Israeli Prime Minister Benjamin Netanyahu brought the “declaratory decision” to a vote in his cabinet, which unanimously approved the measure, that effectively rubber stamps the regime’s stance over its rejection of a Palestinian state. 

Public statements and remarks by Israeli ministers have been clear that they seek Israeli settlers to return to the Gaza Strip and expand in the West Bank. 

Ministers such as Bezalel Smotrich and Itamar Ben-Gvir have told their Zionist party supporters that only Jews must be allowed to settle in the occupied West Bank and “Jordan” as well as the Gaza Strip. 

It would lay the platform for a
forced expulsion of Palestinians to leave all the occupied lands that were once a Palestinian state from the River to the Sea in 1948. 

This is the stark difference between a genocidal campaign – the deliberate killing of a large number of people from a particular nation or ethnic group with the aim of destroying that nation or group – and ethnic cleansing, which has already been proven without doubt amid the regime’s forced displacement of Palestinians over the decades. 

According to former Mossad official, Rami Igra, all children in Gaza over the age of 4 should be subject to the occupation’s collective punishment, including withholding food and humanitarian aid, because “no one in Gaza is uninvolved.”

It is the same fascist rhetoric that was presented by South Africa to the International Court of Justice (ICJ) in a case that saw a vast wealth of evidence by current Israeli officials that showed Tel Aviv is waging a genocidal campaign against the Palestinians. 

In a separate case brought against the Israeli regime at the ICJ on Monday, the Palestinian foreign minister also told the UN’s top court that the regime is committing genocide in Gaza and has enforced a policy of apartheid against Palestinians.

Riyad al-Maliki was the first to speak at the opening of hearings on Israeli occupation of Palestinian territories.

“The genocide underway in Gaza is a result of decades of impunity and inaction. Ending Israel’s impunity is a moral, political and legal imperative,” he said.

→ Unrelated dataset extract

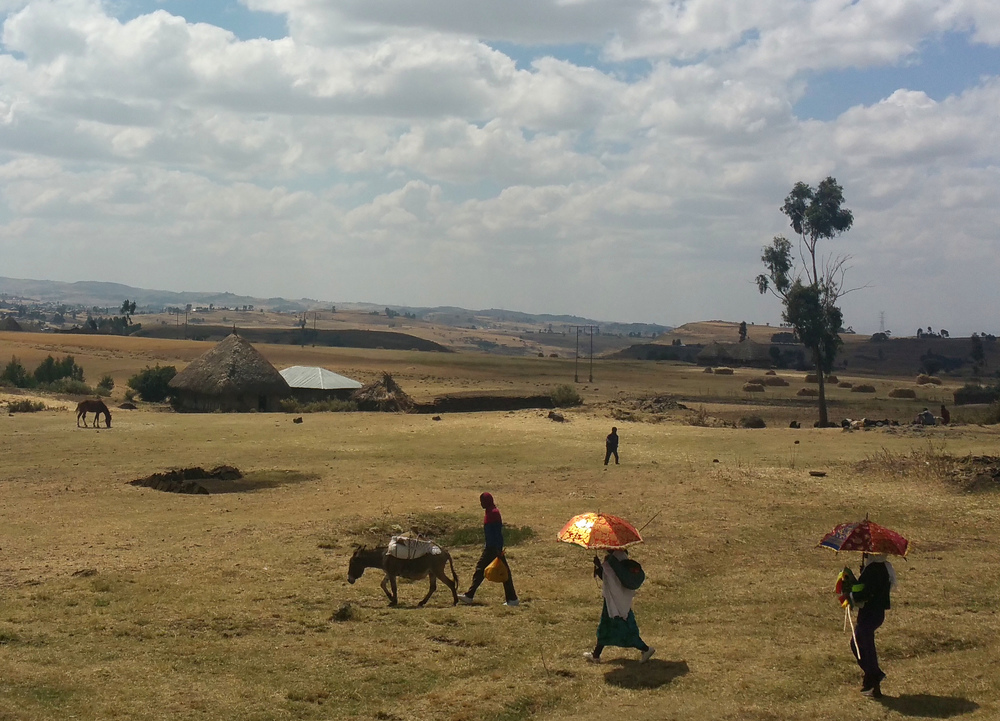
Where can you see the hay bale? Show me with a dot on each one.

Al-Maliki highlighted that the regime has “continued to defy with impunity” a provisional order handed down by the court last month telling Tel Aviv to take measures to prevent the possibility of genocide taking place in Gaza.

“I stand before you as 2.3 million Palestinians in Gaza, half of them children, are besieged and bombed, killed and maimed, starved and displaced,” al-Maliki added.

Many analysts say that it is to countries such as South Africa, and leaders like Lula’s, who have shown the courage to voice the reality on the ground, and a reflection of the masses that are demonstrating around the world in their millions over the Israeli military’s genocidal campaign in Gaza. 

Genocide may not necessarily come in the form of dropping bombs and killing civilians. The regime has employed other deadly tools at its disposal to wage the genocidal campaign in Gaza. 

Starvation has been used as a weapon of war by the regime, with the water taps switched off for 2.3 million people in the enclave and a collapsed health system. 

Tel Aviv has allowed a trickle of food and medicine to enter Gaza despite UN warnings that hunger and diseases will outnumber the death toll of Palestinians killed by Israeli airstrikes. 

International aid and human rights agencies have signed a joint statement blaming the regime for making it “virtually impossible” to carry out humanitarian work.

The statement read that “all of the Israeli supposed-safe spaces have been compromised, without exception, further proof that there was never truly anywhere safe in Gaza.” 

The statement highlights yet another step by the regime to ensure that the trickle of aid into Gaza is virtually impossible to deliver. 

The looming Israeli offensive in Rafah, where 1.4 million Palestinians have been pushed to seek shelter, now appears to be a key part of Tel Aviv’s genocidal campaign. 

With Egypt making it clear that it won’t play a role in forcibly displaced Palestinians being allowed into its territory, the UN has been asking where these Palestinians should go.

Apart from the sea, half of Gaza’s population has nowhere else to return to. There is nothing left but rubble in what was once their homes in the tiny coastal enclave.